How Real-Life Graffiti Mirrors Video Games’ Environmental Storytelling

Mark Twain never played a video game. But he did, more than a century ago, succinctly summarize the difficulty game developers continue to have as they attempt to craft believable worlds.

"Truth is stranger than fiction," Twain wrote in 1897. "But it is because fiction is obliged to stick to possibilities; truth isn't."

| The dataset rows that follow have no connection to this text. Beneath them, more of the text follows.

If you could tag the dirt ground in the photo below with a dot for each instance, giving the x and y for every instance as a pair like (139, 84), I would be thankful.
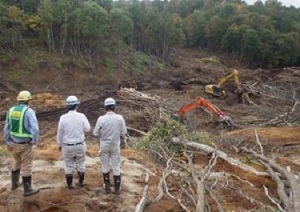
(271, 117)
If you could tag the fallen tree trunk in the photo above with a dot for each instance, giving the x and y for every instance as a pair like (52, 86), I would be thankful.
(223, 155)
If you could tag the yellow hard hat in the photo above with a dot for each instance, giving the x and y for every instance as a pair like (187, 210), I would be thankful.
(24, 96)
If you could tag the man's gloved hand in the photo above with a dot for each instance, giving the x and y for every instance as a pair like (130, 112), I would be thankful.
(9, 148)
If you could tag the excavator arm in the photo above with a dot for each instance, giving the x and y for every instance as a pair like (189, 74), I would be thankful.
(217, 89)
(202, 102)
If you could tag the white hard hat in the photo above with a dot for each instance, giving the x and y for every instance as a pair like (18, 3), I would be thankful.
(72, 100)
(109, 101)
(24, 96)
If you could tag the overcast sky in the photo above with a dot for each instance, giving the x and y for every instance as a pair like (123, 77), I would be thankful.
(295, 3)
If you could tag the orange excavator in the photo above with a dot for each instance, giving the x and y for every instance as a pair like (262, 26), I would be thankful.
(202, 102)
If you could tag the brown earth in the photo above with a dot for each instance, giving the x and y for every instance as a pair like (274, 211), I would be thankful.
(274, 92)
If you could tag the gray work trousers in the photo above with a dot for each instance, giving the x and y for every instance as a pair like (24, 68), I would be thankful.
(74, 157)
(110, 155)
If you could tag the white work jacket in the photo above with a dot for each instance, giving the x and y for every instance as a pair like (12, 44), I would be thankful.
(72, 127)
(110, 127)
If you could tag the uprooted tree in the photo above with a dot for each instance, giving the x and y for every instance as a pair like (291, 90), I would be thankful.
(200, 176)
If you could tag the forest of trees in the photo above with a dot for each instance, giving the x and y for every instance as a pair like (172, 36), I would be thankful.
(261, 35)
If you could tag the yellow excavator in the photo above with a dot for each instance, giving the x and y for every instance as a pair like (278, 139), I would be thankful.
(217, 89)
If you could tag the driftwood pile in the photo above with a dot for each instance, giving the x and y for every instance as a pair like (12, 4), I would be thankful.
(195, 187)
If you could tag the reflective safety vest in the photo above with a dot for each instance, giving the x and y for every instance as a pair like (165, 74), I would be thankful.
(16, 117)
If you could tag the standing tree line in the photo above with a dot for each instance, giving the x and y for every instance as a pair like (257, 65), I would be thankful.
(262, 35)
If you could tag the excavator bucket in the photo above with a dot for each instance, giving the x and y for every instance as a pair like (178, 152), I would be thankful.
(214, 90)
(226, 120)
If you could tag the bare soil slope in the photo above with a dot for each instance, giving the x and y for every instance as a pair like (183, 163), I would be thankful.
(274, 118)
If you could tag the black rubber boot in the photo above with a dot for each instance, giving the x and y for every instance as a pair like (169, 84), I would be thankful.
(107, 182)
(27, 187)
(117, 181)
(69, 179)
(15, 176)
(81, 179)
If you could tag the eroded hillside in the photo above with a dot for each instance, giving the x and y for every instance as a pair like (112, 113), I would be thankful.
(169, 178)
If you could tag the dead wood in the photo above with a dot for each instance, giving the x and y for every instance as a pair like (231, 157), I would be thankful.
(280, 187)
(141, 205)
(293, 184)
(223, 155)
(283, 117)
(200, 191)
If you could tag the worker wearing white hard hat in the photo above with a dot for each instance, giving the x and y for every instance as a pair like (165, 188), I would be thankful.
(21, 132)
(71, 131)
(110, 127)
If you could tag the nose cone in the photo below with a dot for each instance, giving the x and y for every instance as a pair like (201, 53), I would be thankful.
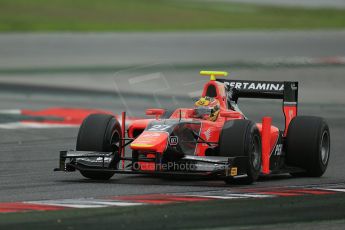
(150, 141)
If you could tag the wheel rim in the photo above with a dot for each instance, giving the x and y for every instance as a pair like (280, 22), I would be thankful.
(255, 153)
(325, 147)
(115, 141)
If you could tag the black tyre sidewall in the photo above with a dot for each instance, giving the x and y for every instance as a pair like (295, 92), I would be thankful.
(235, 140)
(304, 145)
(96, 134)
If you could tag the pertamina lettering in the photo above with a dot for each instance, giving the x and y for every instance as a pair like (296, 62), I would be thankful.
(257, 86)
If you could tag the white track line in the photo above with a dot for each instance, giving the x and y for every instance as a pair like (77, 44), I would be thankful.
(84, 203)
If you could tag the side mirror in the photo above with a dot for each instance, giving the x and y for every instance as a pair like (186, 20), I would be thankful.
(231, 114)
(155, 112)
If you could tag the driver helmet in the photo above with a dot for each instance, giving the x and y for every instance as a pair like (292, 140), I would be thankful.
(207, 108)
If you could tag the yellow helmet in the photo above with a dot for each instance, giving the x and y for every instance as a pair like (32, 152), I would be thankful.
(207, 108)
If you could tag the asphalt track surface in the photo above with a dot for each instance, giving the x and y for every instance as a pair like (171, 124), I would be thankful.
(63, 50)
(28, 156)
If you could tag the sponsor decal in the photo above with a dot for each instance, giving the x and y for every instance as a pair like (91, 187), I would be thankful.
(279, 149)
(208, 133)
(233, 171)
(173, 140)
(159, 128)
(257, 86)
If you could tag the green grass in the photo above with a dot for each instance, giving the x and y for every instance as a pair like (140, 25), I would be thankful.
(157, 15)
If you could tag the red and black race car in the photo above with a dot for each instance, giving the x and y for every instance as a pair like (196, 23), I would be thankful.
(211, 139)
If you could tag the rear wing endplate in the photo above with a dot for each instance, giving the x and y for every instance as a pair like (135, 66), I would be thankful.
(286, 91)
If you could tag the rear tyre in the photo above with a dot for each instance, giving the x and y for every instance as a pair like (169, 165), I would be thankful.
(308, 145)
(242, 138)
(101, 133)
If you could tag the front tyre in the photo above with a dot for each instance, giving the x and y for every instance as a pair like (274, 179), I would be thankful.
(242, 138)
(99, 133)
(308, 145)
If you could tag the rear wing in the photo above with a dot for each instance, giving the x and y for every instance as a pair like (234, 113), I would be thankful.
(286, 91)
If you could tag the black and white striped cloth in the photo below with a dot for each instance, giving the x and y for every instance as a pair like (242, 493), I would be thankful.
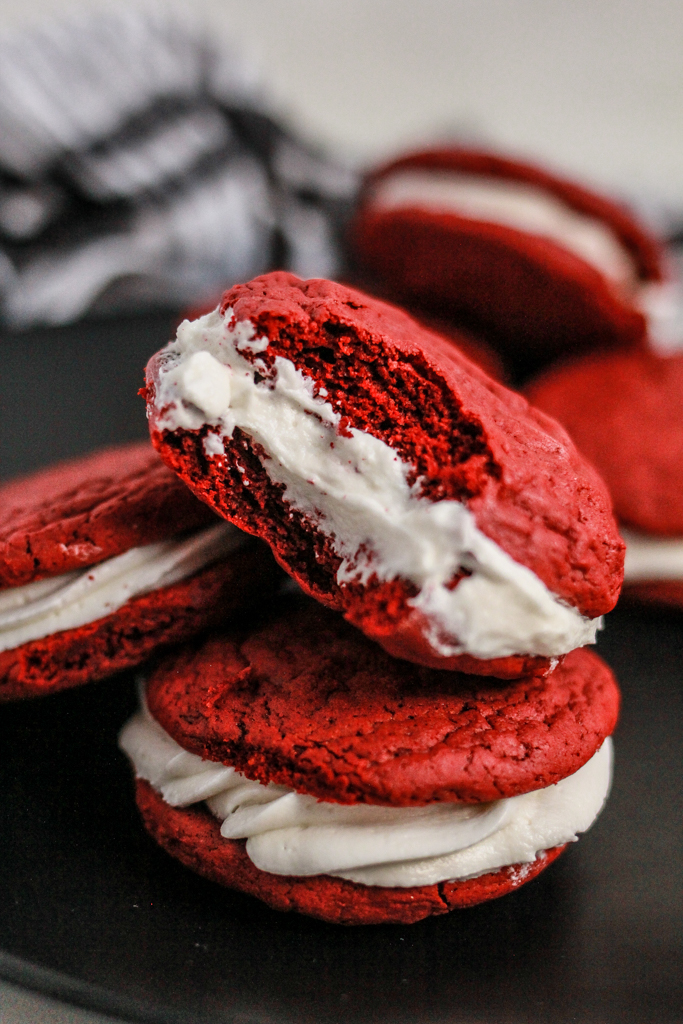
(139, 165)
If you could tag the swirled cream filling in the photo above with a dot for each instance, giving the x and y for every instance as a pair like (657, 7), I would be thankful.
(536, 211)
(65, 602)
(515, 204)
(293, 834)
(355, 488)
(651, 558)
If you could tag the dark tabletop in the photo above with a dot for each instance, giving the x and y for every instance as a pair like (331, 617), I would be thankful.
(91, 910)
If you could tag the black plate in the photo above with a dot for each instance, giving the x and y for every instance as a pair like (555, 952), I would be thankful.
(92, 911)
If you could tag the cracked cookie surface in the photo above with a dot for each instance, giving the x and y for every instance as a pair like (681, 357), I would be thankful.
(306, 700)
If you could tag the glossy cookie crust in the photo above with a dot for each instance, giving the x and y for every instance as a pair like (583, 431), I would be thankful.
(466, 437)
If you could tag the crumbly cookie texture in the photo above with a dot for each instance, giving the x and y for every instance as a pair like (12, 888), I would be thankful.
(193, 837)
(465, 437)
(307, 701)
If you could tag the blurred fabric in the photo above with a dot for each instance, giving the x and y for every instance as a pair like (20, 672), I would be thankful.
(140, 165)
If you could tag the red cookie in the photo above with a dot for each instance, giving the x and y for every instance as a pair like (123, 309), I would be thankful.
(191, 835)
(307, 701)
(624, 412)
(404, 462)
(538, 264)
(87, 512)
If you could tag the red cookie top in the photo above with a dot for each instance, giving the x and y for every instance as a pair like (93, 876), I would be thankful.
(83, 511)
(307, 701)
(467, 437)
(624, 412)
(644, 250)
(530, 294)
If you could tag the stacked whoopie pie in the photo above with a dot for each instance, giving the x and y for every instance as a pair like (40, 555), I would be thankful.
(538, 265)
(103, 560)
(429, 731)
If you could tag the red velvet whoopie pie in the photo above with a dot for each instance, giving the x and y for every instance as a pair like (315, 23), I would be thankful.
(105, 558)
(392, 479)
(624, 412)
(535, 263)
(345, 747)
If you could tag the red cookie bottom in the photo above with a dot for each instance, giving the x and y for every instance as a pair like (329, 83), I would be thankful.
(659, 594)
(129, 635)
(191, 835)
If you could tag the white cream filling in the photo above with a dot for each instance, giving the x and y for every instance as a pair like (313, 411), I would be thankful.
(516, 204)
(534, 210)
(650, 558)
(356, 489)
(289, 833)
(65, 602)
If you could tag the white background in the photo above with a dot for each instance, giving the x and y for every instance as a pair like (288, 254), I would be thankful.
(594, 87)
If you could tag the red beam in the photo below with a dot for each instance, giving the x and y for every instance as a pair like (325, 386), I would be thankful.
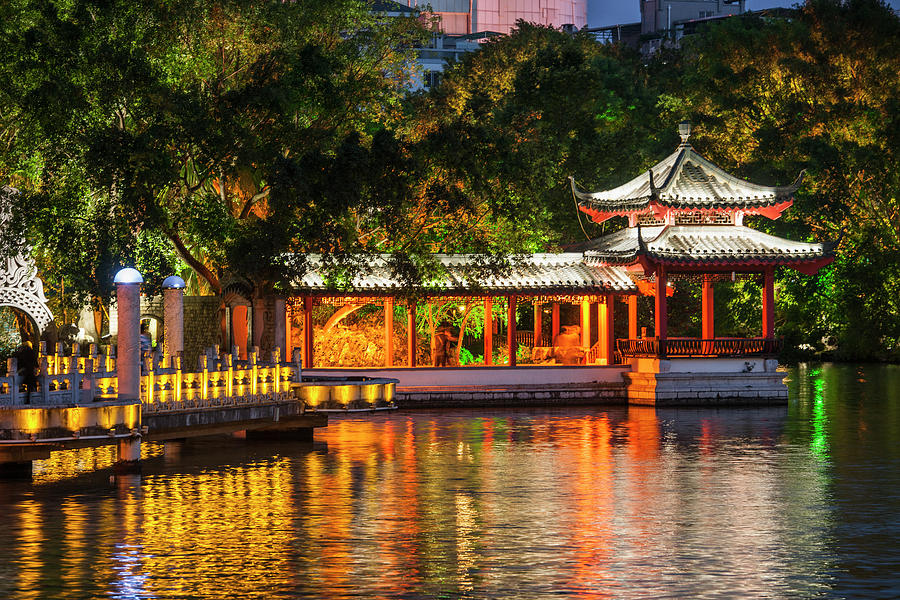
(708, 310)
(389, 332)
(661, 321)
(511, 329)
(769, 305)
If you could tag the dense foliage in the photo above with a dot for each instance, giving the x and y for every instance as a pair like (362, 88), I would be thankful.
(212, 137)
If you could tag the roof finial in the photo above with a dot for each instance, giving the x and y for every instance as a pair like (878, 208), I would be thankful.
(684, 130)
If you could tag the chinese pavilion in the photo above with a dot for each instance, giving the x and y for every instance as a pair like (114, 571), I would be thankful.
(685, 219)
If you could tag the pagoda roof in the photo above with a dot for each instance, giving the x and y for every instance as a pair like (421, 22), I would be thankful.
(684, 180)
(465, 274)
(726, 246)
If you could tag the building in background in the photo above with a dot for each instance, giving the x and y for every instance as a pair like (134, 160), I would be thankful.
(466, 17)
(663, 15)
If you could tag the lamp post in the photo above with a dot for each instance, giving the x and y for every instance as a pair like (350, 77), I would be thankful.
(128, 356)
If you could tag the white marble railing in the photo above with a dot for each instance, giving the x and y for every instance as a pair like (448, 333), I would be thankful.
(165, 385)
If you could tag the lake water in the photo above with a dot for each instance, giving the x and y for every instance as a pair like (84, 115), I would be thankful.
(801, 501)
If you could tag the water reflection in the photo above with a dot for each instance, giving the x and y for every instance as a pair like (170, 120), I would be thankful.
(796, 501)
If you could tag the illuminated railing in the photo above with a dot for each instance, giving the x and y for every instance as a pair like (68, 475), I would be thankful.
(694, 347)
(165, 385)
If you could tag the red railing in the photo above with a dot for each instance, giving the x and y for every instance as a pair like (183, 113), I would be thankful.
(688, 347)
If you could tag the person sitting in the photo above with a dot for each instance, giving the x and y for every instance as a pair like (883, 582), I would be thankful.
(443, 348)
(146, 344)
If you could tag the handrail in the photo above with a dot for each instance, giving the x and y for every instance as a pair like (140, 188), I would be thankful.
(164, 383)
(697, 347)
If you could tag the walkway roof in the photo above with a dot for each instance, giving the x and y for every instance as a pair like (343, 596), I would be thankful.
(467, 275)
(729, 246)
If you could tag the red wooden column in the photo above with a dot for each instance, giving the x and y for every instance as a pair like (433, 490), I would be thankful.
(511, 329)
(411, 333)
(240, 333)
(632, 316)
(661, 317)
(585, 323)
(708, 321)
(389, 332)
(606, 330)
(488, 331)
(769, 304)
(554, 323)
(308, 358)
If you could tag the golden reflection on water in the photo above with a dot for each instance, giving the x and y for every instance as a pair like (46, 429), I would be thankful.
(628, 502)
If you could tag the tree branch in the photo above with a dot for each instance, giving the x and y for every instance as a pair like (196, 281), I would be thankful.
(194, 263)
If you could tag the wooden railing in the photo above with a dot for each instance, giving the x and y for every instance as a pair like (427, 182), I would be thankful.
(164, 384)
(695, 347)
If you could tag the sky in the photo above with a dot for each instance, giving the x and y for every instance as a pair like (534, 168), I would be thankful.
(612, 12)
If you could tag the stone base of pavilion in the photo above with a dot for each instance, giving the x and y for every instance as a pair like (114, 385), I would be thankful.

As it turns out, there is little fiction that video game critics are more skeptical of than the graffiti developers dream up to emblazon their virtual walls. Back in 2013, Kotaku published a piece titled "Cool It With The Dumb Video-Game Graffiti" that chronicled the medium's history of on-the-nose wall writing. And, until recently, it was easy to agree with the argument presented in that piece: that game developers spend so much time constructing living, breathing worlds, filling them with meticulous detail. Why ruin them with un-subtle graffiti? And besides, what's the rationale? Wouldn't people in the midst of a crisis have more important things to do than writing obvious graffiti messages to be discovered by some late-arriving player character? Would they really spend their precious time scrawling their discontent? Would the residents of The Last of Us’ quarantine zones really steal a can of spray paint to write “Stop feeding us lies! Give us our rations!” on a wall?